El inconfundible olor meloso de la miel me despierta de mi placentero sueño la mañana de mi cuarenta cumpleaños. Al abrir los ojos, la inconfundible figura escurrida y picarona de mi pequeño diablillo de siete años, me sonríe sosteniendo lo que representa una tarta de celebración en sus manos.
Tarta de la que tengo que dar debida cuenta, sin moverme de la cama, ante la atenta mirada vigilante de mi sagaz cocinero, que no me permite que desmande ni una miga, de ese dulzón presente que ha elaborado con tanto esmero.
De repente, despierto de nuevo, siento un ligero mareo y como algo lejano, el recuerdo de un regusto amargo en la boca del estómago.

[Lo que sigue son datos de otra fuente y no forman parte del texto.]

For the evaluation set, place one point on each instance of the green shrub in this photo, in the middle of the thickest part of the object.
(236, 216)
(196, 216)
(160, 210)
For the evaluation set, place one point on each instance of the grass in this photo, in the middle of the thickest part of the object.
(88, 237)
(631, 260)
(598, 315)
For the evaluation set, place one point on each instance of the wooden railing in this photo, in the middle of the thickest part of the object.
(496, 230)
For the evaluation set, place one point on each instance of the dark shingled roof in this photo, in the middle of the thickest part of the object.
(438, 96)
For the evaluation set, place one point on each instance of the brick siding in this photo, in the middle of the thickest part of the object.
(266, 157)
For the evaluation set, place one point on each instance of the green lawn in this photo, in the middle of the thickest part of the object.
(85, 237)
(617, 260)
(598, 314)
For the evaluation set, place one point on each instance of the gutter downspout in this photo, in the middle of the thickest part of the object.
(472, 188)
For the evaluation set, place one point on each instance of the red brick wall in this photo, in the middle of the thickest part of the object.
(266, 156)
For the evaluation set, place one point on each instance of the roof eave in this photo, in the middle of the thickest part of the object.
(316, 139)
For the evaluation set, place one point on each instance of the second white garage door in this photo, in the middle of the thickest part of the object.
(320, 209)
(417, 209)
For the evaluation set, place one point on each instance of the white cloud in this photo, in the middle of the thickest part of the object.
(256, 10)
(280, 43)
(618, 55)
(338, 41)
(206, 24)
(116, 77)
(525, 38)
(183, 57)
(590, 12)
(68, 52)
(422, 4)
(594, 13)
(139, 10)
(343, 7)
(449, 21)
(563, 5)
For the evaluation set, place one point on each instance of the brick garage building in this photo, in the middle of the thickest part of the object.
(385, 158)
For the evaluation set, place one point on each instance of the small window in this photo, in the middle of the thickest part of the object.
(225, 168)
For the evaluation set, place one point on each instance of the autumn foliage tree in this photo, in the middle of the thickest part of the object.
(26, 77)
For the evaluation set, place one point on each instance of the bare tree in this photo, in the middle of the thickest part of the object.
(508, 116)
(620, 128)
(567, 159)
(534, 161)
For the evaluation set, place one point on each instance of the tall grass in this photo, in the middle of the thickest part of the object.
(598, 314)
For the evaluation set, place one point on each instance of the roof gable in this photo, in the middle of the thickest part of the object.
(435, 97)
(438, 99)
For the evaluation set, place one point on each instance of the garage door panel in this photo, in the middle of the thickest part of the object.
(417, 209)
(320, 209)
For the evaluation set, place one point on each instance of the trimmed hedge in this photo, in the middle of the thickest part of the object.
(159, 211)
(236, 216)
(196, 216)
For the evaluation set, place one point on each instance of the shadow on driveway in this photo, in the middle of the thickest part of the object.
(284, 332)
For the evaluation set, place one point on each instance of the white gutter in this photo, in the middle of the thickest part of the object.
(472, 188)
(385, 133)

Algo confuso, miro en derredor, y no me halló.
Cuando voy sorteando las brumas de un sueño profundo, enfoco una cara sonriente que me mira desde lo alto de un juego de pecas, con dos ojos picarones, que guardan una juguetona malicia infantil, en contraste con lo espeso de la barba y lo fornido del cuerpo de ese joven, al que le calculo, unos veintisiete años.
Pasados unos segundos, la sonrisa que me contempla se expande, dejando ver unos dientes bien formados y dando paso a una voz que, a pesar de su gravedad, me trae ecos del pasado.
- – Feliz sesenta cumpleaños papá. Te he preparado una tarta. Te prometo que esta vez no le he echado restos de pastillas machacadas.
Entonces me despierto del todo, y veo, en blanco y negro, sobre la mesa de la cocina, un bote de miel y a su lado, imprudentemente colocado, el bote de ansiolíticos recién comprados.
- – Te he echado de menos papá. Siento mucho lo ocurrido. – Me dice mi hijo.